If Member-States are encouraged to reduce discretionary spending to meet institutional obligations, it may be wise to consider the effect of such reduction before encouraging it – namely, of reducing public fixed capital formation.
Consider the following chart. It depicts the ratio of public to private capital and the rate of growth as regressed in 48 contiguous states of the United States:
A similar study for the EU shows that s public capital to GDP ratio between 32% and 52% and a public to private capital ratio at 33.7% optimise growth.

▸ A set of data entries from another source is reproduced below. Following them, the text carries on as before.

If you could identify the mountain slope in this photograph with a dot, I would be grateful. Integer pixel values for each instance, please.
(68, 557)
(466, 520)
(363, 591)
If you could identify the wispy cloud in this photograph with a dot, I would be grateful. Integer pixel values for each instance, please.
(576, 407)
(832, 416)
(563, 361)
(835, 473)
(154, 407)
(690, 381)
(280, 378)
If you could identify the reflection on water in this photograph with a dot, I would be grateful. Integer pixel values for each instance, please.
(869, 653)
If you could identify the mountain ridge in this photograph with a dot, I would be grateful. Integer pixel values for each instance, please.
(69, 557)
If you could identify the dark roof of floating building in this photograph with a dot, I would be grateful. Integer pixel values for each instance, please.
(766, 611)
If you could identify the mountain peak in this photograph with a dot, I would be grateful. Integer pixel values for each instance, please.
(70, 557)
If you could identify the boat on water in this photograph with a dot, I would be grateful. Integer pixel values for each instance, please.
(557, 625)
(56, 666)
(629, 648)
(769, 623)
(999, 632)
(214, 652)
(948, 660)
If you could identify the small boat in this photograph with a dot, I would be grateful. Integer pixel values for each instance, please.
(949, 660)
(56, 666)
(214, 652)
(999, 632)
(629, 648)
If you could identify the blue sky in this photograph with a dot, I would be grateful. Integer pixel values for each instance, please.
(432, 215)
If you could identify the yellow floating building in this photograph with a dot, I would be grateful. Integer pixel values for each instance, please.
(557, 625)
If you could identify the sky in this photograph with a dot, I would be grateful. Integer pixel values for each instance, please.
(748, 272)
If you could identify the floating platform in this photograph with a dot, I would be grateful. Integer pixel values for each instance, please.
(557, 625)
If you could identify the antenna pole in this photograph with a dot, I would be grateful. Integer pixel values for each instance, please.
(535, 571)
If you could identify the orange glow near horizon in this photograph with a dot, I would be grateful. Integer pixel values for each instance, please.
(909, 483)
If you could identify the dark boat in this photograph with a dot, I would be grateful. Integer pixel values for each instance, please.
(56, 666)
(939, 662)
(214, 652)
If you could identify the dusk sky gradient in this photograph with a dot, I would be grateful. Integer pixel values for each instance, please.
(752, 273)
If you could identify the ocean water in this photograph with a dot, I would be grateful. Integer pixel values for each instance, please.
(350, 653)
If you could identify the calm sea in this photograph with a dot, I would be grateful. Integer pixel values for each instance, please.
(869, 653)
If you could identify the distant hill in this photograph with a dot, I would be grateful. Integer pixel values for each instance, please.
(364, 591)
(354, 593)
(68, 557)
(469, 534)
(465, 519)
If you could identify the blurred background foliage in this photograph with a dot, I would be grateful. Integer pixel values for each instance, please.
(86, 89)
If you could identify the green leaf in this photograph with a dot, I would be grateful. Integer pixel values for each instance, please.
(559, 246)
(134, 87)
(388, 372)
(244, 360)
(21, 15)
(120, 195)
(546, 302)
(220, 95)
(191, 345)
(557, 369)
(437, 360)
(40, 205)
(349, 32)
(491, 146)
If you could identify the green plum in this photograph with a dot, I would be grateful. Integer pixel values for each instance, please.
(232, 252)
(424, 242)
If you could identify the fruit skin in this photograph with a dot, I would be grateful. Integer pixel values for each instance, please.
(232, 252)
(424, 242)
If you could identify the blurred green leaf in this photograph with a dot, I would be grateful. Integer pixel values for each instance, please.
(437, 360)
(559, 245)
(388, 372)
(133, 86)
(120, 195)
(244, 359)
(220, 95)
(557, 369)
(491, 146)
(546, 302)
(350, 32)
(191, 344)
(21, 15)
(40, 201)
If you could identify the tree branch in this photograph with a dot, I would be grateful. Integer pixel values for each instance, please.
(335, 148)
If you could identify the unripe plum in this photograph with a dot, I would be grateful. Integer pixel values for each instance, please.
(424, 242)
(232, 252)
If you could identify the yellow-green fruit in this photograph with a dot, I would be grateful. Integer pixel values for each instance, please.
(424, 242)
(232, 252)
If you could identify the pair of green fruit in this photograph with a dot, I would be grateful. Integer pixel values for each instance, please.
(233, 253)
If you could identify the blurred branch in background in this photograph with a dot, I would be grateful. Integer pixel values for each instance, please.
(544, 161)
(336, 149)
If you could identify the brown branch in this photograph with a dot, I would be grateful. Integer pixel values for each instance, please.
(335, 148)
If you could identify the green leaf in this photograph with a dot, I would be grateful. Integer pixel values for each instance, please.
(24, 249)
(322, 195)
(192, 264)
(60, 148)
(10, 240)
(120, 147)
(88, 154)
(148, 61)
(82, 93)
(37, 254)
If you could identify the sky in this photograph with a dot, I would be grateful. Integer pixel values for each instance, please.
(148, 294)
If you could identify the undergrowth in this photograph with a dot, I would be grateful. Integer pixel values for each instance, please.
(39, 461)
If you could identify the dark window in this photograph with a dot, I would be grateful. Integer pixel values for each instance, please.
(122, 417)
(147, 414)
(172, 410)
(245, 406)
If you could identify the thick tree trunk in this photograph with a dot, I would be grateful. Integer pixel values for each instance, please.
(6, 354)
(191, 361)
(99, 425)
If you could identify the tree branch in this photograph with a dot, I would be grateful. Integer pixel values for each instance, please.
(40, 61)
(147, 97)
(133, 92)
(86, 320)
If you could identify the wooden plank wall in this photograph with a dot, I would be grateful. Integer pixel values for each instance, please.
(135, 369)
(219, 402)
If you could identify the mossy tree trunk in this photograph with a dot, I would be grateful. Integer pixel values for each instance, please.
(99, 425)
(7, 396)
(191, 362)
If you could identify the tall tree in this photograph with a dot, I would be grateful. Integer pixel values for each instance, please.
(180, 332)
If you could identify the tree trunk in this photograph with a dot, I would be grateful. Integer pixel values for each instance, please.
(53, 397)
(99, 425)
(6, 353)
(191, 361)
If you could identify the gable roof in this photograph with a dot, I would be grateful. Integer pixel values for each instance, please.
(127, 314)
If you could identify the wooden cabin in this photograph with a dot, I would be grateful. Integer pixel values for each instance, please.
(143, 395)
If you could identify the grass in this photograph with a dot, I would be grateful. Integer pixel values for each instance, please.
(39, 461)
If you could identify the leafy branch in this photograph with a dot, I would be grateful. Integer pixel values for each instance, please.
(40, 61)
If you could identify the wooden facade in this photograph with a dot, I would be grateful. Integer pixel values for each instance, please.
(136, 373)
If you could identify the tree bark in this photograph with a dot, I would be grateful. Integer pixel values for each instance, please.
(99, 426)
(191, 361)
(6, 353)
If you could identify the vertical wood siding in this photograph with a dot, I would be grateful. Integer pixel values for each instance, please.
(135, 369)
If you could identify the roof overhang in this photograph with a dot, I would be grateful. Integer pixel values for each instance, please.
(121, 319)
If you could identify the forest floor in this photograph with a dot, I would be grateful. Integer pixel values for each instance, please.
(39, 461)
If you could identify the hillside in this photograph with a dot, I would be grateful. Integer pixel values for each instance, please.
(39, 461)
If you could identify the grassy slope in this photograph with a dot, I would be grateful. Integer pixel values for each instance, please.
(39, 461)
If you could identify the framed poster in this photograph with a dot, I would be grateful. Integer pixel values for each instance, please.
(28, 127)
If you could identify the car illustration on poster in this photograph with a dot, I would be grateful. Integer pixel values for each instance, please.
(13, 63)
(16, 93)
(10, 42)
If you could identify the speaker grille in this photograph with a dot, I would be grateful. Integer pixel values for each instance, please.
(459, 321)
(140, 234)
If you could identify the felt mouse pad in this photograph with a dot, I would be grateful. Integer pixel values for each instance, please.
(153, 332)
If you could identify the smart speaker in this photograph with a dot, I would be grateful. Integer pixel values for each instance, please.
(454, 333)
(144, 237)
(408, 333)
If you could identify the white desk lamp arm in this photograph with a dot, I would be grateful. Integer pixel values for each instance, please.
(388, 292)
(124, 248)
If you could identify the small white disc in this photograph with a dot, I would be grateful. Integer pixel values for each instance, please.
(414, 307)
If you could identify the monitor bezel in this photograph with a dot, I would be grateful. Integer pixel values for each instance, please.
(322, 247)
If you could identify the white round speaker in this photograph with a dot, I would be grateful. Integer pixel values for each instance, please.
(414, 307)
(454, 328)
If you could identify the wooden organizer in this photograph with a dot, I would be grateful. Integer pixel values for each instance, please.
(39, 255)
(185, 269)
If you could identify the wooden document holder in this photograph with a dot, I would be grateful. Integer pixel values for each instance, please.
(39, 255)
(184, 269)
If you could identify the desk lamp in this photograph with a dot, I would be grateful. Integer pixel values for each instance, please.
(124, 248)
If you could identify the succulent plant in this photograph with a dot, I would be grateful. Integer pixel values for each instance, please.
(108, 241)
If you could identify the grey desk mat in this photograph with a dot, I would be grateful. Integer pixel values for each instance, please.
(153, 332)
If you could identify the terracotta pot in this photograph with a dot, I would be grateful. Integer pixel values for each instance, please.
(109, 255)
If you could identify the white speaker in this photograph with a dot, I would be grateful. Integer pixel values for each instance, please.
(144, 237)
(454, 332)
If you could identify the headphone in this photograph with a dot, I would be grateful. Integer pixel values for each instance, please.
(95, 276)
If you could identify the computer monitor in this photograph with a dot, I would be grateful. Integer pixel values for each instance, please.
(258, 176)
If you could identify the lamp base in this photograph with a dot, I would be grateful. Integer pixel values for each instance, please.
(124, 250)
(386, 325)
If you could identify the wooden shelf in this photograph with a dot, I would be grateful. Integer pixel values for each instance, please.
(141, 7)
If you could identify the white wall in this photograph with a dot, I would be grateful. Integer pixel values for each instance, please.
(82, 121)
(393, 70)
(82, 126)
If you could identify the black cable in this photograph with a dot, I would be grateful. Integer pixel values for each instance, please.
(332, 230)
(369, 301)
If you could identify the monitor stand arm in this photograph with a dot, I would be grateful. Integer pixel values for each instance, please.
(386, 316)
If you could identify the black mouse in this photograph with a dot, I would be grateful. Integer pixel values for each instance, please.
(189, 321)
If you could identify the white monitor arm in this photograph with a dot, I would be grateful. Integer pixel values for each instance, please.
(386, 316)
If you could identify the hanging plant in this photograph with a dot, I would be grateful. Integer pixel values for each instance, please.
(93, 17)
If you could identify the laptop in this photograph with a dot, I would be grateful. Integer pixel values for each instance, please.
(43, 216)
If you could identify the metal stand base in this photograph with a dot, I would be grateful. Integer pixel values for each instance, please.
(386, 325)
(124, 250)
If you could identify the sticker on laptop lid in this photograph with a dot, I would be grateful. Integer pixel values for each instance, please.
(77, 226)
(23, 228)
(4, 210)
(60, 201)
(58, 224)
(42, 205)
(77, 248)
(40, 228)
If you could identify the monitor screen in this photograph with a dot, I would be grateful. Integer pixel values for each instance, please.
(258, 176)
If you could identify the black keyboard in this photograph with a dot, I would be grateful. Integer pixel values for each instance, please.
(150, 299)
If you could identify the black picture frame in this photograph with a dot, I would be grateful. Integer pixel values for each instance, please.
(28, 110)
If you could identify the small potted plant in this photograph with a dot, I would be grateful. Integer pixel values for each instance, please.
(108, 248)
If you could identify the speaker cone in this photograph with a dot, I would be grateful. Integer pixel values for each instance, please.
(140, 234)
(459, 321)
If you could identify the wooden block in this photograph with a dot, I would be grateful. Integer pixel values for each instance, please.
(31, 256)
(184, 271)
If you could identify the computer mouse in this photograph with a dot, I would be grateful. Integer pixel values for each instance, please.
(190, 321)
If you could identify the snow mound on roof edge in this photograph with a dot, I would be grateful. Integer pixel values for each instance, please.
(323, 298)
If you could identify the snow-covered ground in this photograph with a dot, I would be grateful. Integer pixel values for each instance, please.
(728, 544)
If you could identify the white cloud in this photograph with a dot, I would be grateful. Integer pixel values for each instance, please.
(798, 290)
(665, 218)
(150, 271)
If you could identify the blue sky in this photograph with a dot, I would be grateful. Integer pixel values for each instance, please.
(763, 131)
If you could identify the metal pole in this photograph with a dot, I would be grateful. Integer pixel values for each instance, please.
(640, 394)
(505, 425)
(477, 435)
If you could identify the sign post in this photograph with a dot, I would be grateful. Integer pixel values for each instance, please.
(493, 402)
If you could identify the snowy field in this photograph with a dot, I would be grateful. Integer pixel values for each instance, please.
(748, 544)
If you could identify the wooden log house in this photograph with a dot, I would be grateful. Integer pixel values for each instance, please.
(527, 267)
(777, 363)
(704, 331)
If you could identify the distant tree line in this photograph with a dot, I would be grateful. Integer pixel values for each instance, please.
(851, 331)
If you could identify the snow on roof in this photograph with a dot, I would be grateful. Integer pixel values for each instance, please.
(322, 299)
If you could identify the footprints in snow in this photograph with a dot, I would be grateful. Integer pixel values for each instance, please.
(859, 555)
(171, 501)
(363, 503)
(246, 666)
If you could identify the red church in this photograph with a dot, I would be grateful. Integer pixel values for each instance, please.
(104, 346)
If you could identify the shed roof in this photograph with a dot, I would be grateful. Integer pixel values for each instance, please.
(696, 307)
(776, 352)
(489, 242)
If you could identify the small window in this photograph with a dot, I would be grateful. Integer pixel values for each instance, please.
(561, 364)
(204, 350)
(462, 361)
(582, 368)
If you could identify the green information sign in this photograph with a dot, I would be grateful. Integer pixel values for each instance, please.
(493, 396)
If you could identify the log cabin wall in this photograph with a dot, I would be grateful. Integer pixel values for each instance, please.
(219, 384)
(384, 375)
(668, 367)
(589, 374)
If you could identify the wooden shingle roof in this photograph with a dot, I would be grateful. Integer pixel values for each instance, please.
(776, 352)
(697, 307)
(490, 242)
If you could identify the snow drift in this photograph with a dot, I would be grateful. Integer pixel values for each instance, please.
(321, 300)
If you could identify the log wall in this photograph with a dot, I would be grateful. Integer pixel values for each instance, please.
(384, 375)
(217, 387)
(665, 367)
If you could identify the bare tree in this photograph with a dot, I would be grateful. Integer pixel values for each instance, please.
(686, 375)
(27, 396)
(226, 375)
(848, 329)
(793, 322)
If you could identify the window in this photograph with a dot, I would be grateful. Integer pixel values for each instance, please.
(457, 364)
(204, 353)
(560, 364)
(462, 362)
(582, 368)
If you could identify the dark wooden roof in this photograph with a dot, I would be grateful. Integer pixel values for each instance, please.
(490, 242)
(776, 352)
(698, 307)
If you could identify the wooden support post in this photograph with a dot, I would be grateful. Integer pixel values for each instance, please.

A third study finds a growth-maximising public to private capital ratio for OECD countries between 50% and 80%. The chart below, computed from the IMF’s Investment and Capital Stock Dataset demonstrates most Member-States, particularly Cohesion Member-States, are not yet at such level.
Perhaps more importantly, these Member-States debt ratio to GDP are not necessarily near their computed growth-maximising threshold.
A rule limiting nominal spending at EU-27 while ignoring such distinct realities would clearly go against evidence that the distance to growth-maximising and optimal public capital and public spending levels vary significantly across Member-States. That is not to say a more rational structure of spending is unwarranted.